Hampir saja Ema tak mengenalinya. Jika saja Federico tak langsung menghampiri kereta Ema begitu tiba di stasiun, menyambutnya layaknya sang putri.
Sebenarnya Federico menawarkan untuk menjemput di kediaman Ema atau dari Bandara Falcone Borsellino di Palermo, tetapi Ema menolak tegas tawaran itu. Untuk tawaran yang pertama, dia belum siap untuk memperkenalkan Federico pada temannya yang mana pun juga di Sardegna. Alasan yang kedua, dia tak mau terlalu tergantung pada lelaki. Karena, terlalu tergantung akan membuat otaknya menjadi lumpuh dan tak waras.
Entah sudah berapa banyak teman Indonesianya yang frustasi gara-gara lelaki, mulai dari depresi dengan menenggak obat-obatan terlarang, gila kambuhan, hingga bunuh diri dan hanya tinggal nama. Bagaimanapun juga, Ema tak ingin menjadi bagian dari salah satunya. Dengan lelaki Italia yang rata-rata lebih memesona di mata orang Indonesia, depresi yang akan terjadi di kemudian hari, bisa saja berkali lipat lebih akut dan mengerikan.

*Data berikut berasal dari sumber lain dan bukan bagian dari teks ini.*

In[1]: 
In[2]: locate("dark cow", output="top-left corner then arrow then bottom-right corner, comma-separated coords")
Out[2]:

“Non hai bisogno d’andare a trovarmi qui, Fede. Io personalmente posso cercare il tuo appartamento—Kamu tidak perlu menjemputku ke sini, Fede. Aku secara pribadi bisa mencari apartemenmu." Ema tak sedang berbasa-basi. Dia telah melupakan budaya itu sejak dia menginjak teritori Italia pertama kali. Setelah hampir setengah tahun berdiam di Italia, Ema merasa tak memerlukan pemandu wisata lagi untuk menjemputnya di seluruh wilayah Italia.
Federico melebarkan senyum seraya mengambil alih tas jinjing merah muda dan koper abu-abu metalik Ema dari genggaman. Tampak sepenuhnya tak malu, menyelipkan tas jinjing berwarna merah muda dengan model sangat feminin itu di lengannya yang kokoh. “Aku tidak bisa membiarkan seorang gadis yang memahamiku dengan sangat baik tersesat di kota kecilku,” ujarnya seraya mengedipkan mata kepada Ema.

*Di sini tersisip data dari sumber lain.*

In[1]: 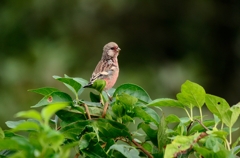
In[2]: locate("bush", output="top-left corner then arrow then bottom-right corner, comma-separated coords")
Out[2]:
0,75 -> 240,158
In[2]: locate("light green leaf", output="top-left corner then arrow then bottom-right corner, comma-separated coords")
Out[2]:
109,144 -> 140,158
133,107 -> 160,125
164,133 -> 200,158
113,83 -> 152,103
53,76 -> 82,95
0,127 -> 5,140
28,87 -> 60,96
79,132 -> 97,150
177,80 -> 206,108
11,121 -> 40,132
16,110 -> 42,122
32,92 -> 73,108
5,120 -> 26,128
206,94 -> 230,120
147,98 -> 184,108
41,103 -> 69,123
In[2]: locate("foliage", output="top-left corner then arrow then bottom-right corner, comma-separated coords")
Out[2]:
0,75 -> 240,158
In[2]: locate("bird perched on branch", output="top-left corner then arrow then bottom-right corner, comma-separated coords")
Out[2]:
84,42 -> 121,90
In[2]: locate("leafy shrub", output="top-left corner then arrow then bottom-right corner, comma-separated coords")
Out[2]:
0,75 -> 240,158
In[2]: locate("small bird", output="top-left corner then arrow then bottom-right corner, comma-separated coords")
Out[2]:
84,42 -> 121,91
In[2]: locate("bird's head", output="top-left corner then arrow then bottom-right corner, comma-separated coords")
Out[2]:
102,42 -> 121,59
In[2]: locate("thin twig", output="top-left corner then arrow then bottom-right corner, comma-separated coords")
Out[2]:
132,139 -> 153,158
195,119 -> 209,131
83,103 -> 92,120
102,102 -> 109,118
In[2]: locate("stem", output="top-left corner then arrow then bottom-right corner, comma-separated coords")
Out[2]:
132,139 -> 153,158
199,107 -> 203,122
83,103 -> 92,120
102,102 -> 109,118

“Memahamimu dengan sangat baik?!” seru Ema tak mengerti.
“Ya!” serunya seraya mendekap pinggang Ema—tanpa menjelaskan lebih lanjut—dengan sebelah tangan yang masih kosong. Ada semangat berapi-api yang menyala di kedua bola matanya saat mengiyakan ucapan Ema.
Ema terperanjat. Rupanya Federico termasuk orang yang suka memegang pada perjumpaan kedua. Namun, Ema membiarkan saja tangan itu berada pada pinggangnya demi mengusir sedikit rasa dingin.

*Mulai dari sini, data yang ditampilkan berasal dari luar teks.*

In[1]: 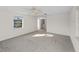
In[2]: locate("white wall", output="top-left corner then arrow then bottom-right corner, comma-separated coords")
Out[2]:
47,14 -> 70,35
0,7 -> 36,41
70,7 -> 79,52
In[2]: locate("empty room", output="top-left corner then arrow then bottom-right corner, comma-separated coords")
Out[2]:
0,6 -> 79,52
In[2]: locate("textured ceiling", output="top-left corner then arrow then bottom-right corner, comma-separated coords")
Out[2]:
0,6 -> 72,15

“Hmmm… ceritakan padaku tentang pacarmu,” ucap Federico sesaat setelah mereka melompat ke bus nomor dua.
Federico begitu berbaik hati membelikannya tiket bus tanpa diminta oleh Ema. Ema sangat bersyukur akan itu, mengingat kota itu kini telah berselimutkan kabut dan kegelapan malam.
Ema ingin tiba secepat mungkin di apartemen Federico. Bermandikan air hangat dan melingkar di balik selimut tebal. Dia bahkan tak keberatan jika Federico menyuruhnya untuk tidur di depan perapian ruang tamu. Lagi pula, dia sama sekali tak tertarik untuk menyusuri sudut-sudut kota di malam itu. “Aku tak punya pacar.”
“Ah...!” seru Federico. Tampak jelas merasa lega.
Ema sedikit tak mengerti dengan rasa lega yang dilepaskan Federico sesaat lalu. Dia masih bertanya-tanya akan apa kira-kira yang melintas dan tebersit di pikiran Federico tentangnya.